On the drive home Mum and I talked about the books Max had given me. “Ants?” she said. “What a surprise.” Because Max was obsessed with them, how organised they were, how many of them there might be, how they all worked together like one animal. Max told me a long time ago that looking down at them made him think he was a giant towering over the earth.

Ants were what we did when we were seven and eight and nine. It was all Max wanted to do. I was like the genius professor’s assistant or something. We dug and photographed and measured. We tracked and timed and watched. We collected them in bottles. Max pickled specimens in vinegar and kept them in the garden shed. He’d forget where we were and who I was even, and everything was just about the ants.

When we got older, and everyone wanted to play football and drive cars on the common and get wrecked and show off down the river to girls, Max was still into ants. There wasn’t a cure for his ant thing.

I showed Mum the other book. I said, “Do you think the life on other planets idea comes from watching ants?”

“What do you mean?”

“Well, ants are kind of weird, like from outer space, and Max has told me before he thinks humans are just like ants, even less if you put them in the context of the universe,”

“Very scientific.” Mum was smiling at me. “Some of his brain cells are rubbing off.”

“Leave it out, Mum,” I said.

She said, “I get vertigo just thinking about life on this planet, never mind scouting around somewhere else for more.”
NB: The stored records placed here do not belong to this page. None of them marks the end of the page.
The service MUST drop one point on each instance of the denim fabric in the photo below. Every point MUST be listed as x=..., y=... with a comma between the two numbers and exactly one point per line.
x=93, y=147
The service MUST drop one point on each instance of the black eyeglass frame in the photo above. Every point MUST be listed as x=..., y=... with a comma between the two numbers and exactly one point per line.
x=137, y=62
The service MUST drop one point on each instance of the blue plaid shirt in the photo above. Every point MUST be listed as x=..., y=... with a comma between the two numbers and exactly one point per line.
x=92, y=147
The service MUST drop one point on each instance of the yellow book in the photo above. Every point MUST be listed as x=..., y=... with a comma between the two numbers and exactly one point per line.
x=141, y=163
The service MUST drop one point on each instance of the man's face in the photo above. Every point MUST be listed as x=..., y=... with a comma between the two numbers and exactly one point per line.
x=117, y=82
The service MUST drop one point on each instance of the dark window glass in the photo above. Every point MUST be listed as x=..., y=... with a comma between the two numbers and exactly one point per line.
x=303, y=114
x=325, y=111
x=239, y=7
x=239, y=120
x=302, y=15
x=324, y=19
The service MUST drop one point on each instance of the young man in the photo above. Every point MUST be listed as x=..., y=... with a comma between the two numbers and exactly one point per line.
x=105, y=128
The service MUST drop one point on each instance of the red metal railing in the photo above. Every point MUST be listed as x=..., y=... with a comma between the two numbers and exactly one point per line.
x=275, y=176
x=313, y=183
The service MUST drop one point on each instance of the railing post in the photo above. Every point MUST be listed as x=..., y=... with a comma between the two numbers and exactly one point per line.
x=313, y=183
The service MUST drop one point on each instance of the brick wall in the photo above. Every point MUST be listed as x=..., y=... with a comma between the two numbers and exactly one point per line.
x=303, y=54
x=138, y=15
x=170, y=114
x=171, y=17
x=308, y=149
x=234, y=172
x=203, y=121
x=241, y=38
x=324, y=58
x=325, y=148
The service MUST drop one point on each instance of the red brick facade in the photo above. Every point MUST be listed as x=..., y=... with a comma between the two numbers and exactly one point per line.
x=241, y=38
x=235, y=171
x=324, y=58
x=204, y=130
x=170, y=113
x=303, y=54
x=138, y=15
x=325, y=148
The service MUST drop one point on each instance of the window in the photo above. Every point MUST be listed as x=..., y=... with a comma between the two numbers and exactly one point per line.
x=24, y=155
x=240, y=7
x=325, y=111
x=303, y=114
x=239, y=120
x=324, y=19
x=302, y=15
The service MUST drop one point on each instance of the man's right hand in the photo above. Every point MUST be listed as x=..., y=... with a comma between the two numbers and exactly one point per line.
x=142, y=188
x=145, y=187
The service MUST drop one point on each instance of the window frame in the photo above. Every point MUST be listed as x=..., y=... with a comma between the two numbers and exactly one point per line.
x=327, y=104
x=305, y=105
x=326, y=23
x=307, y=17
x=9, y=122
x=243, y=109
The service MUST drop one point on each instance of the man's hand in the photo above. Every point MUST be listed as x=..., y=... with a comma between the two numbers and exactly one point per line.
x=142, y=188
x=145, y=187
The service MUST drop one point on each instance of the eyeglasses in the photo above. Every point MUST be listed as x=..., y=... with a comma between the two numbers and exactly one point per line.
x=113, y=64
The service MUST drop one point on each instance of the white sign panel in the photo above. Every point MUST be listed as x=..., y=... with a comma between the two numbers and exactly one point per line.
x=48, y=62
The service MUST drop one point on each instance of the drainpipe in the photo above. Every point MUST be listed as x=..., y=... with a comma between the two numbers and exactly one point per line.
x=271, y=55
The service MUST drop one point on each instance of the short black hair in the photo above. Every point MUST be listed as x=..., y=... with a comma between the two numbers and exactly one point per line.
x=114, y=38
We started inventing intergalactic package holidays, imagining a time when everybody had got bored of space travel because it was too easy, because everyone was doing it, because it was just not cool. I said Max might find someone nearer his IQ on planet Zargon.

Mum said, “What planet is he going to find his people skills on?”

She said this because Max is one of those clever people who are also about the shyest, most awkward you could meet. Often this can be mistaken for just rude.

“He was talking to you,” I said to Mum. “That’s a start isn’t it?”

“When was he talking to me?” she said.

“Today, in the car, about the book.”

“No,” she said, “he was talking to you.”

I smiled at Mum. “He was talking to you. He was looking at me.”

“See?” she said. “People skills. How do you know that anyway?”